Perpetual is forecasting a 10 per cent increase in operating profit after tax for the first half of the current year, despite the market failing to produce its customary new financial year rally.

Perpetual is forecasting a 10 per cent increase in operating profit after tax for the first half of the current year, despite the market failing to produce its customary new financial year rally.
 
The fund manager said it was forecasting operating profit after tax to increase to just over $64 million in the six months to December 31 from $58.2 million a year ago.

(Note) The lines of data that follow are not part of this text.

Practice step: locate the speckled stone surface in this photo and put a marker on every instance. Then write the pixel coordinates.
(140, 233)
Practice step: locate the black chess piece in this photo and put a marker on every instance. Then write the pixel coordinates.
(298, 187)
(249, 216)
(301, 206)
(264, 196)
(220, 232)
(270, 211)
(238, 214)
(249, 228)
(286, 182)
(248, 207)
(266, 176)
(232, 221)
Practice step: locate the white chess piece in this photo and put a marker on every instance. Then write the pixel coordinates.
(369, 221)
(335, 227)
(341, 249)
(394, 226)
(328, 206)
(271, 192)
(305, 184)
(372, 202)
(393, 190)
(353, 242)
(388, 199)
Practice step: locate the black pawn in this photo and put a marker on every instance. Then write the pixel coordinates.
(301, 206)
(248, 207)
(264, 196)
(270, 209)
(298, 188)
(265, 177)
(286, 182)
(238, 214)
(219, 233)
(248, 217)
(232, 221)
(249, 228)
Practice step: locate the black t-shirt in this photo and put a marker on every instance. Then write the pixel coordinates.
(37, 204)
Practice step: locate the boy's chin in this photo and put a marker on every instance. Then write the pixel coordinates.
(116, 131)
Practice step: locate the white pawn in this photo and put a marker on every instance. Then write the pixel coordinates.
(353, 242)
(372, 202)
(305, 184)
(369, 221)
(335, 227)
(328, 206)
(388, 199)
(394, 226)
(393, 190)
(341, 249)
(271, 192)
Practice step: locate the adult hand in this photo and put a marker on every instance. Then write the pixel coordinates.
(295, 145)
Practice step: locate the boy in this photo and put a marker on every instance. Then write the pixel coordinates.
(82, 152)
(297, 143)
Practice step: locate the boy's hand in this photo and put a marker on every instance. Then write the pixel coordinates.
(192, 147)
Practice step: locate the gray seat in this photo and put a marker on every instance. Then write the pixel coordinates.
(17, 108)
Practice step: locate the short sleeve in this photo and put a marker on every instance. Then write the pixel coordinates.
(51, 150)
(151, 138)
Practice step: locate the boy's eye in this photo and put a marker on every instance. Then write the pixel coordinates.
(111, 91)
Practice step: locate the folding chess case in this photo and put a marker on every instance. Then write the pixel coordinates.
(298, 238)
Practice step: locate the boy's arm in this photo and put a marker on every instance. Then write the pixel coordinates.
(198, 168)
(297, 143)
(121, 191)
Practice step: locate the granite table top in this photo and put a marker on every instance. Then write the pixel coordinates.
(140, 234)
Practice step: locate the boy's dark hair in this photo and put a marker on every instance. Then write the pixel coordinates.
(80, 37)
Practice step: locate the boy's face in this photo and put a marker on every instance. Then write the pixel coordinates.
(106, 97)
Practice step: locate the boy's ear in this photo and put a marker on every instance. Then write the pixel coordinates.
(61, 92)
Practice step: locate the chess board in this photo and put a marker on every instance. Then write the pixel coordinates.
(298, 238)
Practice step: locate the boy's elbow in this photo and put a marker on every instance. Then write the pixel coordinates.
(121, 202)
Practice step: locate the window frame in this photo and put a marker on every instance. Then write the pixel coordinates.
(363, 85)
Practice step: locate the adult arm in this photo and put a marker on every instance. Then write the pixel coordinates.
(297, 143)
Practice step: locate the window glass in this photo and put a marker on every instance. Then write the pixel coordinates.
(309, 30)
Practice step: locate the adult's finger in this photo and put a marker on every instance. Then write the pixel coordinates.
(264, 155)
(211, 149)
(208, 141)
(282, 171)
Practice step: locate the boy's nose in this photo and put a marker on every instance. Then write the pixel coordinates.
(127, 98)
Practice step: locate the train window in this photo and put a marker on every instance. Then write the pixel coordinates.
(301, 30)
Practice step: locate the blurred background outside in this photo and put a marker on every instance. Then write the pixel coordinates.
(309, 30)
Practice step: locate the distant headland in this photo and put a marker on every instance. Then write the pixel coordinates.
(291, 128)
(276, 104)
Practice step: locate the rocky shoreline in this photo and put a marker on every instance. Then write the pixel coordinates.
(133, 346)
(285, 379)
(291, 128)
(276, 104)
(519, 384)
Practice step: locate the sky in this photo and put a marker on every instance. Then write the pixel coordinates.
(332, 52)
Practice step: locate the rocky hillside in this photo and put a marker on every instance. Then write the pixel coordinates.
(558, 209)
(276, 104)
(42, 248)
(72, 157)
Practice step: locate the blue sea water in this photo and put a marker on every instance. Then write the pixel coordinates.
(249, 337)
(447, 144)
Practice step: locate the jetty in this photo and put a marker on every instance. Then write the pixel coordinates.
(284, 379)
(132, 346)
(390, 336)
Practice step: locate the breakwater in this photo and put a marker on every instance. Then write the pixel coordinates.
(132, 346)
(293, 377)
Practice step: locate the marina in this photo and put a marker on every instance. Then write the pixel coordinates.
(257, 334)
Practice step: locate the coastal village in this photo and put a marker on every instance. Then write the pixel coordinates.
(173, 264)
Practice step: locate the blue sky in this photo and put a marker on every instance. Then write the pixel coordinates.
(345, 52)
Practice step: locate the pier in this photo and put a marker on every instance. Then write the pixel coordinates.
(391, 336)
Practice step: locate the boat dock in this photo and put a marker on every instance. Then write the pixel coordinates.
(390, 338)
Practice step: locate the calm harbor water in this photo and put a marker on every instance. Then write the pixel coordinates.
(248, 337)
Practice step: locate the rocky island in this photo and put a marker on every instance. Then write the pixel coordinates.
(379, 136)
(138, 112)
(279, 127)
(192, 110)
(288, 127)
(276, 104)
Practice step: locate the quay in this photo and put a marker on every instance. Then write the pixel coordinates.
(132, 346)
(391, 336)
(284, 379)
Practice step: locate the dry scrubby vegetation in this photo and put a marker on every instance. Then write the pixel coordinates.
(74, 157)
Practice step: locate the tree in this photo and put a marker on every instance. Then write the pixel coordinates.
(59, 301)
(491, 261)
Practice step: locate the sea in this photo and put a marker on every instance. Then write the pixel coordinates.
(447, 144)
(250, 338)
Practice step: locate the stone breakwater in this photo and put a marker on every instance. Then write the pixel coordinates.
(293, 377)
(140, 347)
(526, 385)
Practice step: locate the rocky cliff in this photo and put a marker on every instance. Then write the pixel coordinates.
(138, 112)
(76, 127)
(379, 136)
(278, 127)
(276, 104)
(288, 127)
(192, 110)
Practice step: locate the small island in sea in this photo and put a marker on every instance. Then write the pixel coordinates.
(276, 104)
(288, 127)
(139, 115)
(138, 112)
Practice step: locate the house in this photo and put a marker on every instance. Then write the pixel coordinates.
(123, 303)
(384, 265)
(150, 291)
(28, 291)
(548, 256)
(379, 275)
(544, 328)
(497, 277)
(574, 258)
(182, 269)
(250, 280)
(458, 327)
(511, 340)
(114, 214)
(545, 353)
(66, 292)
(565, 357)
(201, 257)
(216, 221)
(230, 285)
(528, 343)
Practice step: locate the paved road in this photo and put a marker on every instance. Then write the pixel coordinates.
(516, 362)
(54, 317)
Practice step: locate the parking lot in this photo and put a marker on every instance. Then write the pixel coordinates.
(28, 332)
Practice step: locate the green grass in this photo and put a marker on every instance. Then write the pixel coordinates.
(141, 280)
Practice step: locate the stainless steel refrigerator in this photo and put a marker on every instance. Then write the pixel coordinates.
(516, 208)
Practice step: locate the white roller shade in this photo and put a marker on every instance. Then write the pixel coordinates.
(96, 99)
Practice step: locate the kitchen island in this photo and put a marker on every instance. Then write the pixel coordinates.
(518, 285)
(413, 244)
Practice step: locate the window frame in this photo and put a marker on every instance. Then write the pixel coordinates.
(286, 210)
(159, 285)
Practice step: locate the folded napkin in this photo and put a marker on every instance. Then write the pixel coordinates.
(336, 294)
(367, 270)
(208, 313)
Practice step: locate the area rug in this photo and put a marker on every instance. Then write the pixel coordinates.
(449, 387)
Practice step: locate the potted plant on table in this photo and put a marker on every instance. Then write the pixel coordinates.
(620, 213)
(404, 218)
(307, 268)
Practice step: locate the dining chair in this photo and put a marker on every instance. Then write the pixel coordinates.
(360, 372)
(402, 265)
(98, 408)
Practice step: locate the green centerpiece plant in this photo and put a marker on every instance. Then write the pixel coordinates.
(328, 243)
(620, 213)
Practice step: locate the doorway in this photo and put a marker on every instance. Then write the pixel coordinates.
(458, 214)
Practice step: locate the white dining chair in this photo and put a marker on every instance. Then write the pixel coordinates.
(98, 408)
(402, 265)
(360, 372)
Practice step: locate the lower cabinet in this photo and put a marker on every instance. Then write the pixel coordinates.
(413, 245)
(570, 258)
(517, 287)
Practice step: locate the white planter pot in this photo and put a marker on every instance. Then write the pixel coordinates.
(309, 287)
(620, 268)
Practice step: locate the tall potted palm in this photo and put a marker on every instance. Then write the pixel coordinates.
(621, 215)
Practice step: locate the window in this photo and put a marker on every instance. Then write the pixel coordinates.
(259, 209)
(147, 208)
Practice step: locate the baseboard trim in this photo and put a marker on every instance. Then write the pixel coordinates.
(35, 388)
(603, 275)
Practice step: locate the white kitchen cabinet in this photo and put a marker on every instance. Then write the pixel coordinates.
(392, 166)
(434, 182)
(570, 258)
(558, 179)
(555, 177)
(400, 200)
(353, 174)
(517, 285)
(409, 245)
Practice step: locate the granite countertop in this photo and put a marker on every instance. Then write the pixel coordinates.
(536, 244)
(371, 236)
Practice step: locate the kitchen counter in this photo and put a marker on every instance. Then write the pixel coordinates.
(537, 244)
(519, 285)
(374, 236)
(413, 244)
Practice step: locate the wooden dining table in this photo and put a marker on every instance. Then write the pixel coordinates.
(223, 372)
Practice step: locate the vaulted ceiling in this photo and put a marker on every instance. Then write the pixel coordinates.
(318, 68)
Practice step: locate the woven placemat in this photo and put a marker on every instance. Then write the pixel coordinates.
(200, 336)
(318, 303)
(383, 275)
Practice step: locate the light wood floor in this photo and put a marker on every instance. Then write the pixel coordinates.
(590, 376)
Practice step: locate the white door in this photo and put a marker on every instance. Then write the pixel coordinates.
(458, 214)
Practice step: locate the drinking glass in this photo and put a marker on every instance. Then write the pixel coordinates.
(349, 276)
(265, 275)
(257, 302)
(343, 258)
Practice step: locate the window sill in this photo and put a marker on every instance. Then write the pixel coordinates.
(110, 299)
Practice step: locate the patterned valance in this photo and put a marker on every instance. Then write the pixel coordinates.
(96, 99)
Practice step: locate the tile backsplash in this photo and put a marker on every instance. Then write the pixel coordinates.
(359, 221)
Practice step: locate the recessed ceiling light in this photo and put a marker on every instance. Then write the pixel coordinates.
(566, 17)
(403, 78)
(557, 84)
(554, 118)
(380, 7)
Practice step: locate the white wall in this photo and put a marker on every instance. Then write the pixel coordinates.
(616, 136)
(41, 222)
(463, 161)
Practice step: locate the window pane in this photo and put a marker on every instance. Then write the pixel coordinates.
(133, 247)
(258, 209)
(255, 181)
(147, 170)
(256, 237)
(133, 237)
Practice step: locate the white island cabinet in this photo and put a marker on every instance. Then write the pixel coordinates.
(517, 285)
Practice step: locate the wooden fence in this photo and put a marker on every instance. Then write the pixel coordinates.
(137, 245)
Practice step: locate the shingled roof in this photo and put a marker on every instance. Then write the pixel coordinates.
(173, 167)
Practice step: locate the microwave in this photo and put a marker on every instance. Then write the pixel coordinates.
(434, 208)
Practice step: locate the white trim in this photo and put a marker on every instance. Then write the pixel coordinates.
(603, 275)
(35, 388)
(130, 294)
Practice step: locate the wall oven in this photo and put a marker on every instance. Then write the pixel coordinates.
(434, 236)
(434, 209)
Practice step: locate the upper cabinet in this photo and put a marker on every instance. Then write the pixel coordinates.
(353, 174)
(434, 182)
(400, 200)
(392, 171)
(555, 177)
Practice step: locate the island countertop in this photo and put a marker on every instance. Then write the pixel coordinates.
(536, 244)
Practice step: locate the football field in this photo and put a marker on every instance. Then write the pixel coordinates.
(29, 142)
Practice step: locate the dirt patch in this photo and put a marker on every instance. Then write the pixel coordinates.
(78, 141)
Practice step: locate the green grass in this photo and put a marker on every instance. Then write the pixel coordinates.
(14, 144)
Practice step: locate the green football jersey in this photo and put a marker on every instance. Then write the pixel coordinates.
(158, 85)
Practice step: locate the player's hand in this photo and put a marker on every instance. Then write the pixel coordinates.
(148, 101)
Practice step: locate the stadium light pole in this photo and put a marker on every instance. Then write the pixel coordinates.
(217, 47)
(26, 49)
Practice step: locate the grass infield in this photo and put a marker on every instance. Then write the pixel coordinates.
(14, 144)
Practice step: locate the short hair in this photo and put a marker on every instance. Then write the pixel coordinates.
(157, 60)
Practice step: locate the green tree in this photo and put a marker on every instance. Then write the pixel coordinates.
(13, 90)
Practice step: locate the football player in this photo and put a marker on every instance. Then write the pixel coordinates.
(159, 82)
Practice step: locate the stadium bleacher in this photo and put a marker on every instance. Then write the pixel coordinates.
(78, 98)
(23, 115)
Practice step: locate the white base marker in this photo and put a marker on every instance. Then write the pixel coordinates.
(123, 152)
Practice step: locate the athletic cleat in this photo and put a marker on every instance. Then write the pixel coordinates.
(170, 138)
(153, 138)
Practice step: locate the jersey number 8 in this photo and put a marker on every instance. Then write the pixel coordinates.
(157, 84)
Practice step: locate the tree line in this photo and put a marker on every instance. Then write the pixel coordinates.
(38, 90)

"We still have an optimistic view on the Australian equities market, but it's been fundamental to our recent strategy to build a greater diversity of offerings for our customers across a range of asset classes," Perpetual chief executive David Deverall said.
 
The group highlighted the emerging contribution from the growing inflow of funds into Perpetual's new asset classes, particularly credit and enhanced cash products, including cash, fixed interest and mortgage products.
 
The fund manager reported funds under management of $34.5 billion at the end of September, up 5 per cent over end of June figures.
 
The forecast was subject to investment market fluctuations, particularly in the Australian equities market, Perpetual chairman Robert Savage said.
 
"For the first time in recent years, there has not been a significant increase in ASX indices at the commencement of the financial year," Savage said.
 
Perpetual reported that after a restructure of the group's private clients business, the division now represented about 20 per cent of the profitability of its wealth management group.
 
Perpetual's Dublin-based global equities business, PI Investment Management, reported its global equities fund had exceeded its benchmark by over 3 per cent for the 12 months to September 30.
 
"This positions the business well for future fund flows," Deverall said.